The Indian rupee posted its biggest single-day gain in more than eight months on Friday amid heavy dollar inflows and a sharp rally in domestic equity markets to fresh record highs.
The rupee ended at 83 against the U.S. dollar, up 0.4% on the day, its best single-day performance since April 5.
The local unit logged its biggest weekly gain since Aug. 25, rising 0.4%.
Dollar sales from large foreign banks, likely on behalf of custodian clients, helped the rupee gain on Friday, traders said.
Benchmark Indian equity indexes, the Nifty 50 and BSE Sensex closed higher by 1.29% and 1.37%, respectively.
Overseas investors have bought Indian equities worth $5.1 billion in December so far, marking the strongest month of equity inflows since July.
While the rupee’s initial gain was driven by dollar inflows, it was further magnified by the squaring of speculative positions, a foreign exchange trader at a state-run bank said.
Equity inflows related to the rebalancing of FTSE’s Emerging All Cap index also helped the rupee, the trader added. India’s merchandise trade deficit narrowed in November to $20.58 billion, down sharply from $31.46 billion in October, according to data released by the government on Friday.

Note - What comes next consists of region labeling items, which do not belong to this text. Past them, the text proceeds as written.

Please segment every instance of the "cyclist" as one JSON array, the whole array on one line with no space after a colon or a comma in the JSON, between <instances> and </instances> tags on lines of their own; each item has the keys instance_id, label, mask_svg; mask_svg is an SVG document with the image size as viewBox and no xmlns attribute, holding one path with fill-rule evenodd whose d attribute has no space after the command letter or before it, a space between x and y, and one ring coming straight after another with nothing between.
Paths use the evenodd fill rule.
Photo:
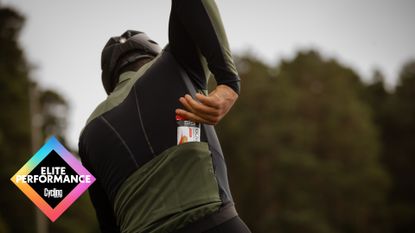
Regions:
<instances>
[{"instance_id":1,"label":"cyclist","mask_svg":"<svg viewBox=\"0 0 415 233\"><path fill-rule=\"evenodd\" d=\"M101 66L108 97L79 139L101 231L250 232L211 126L240 88L214 0L173 0L168 45L129 30L108 41ZM207 94L210 72L217 86ZM177 145L177 115L204 124L200 142Z\"/></svg>"}]
</instances>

“We expect the rally in the rupee could further move towards 82.70 to 82.75 in the coming days,” Dilip Parmar, a foreign exchange research analyst at HDFC Securities said.
Most Asian currencies were steady while the dollar index inched up to 102 in Asia hours.
While the rupee has broadly underperformed its key Asian peers amid weakness in the U.S. dollar, the Indian currency was the best performer on Friday.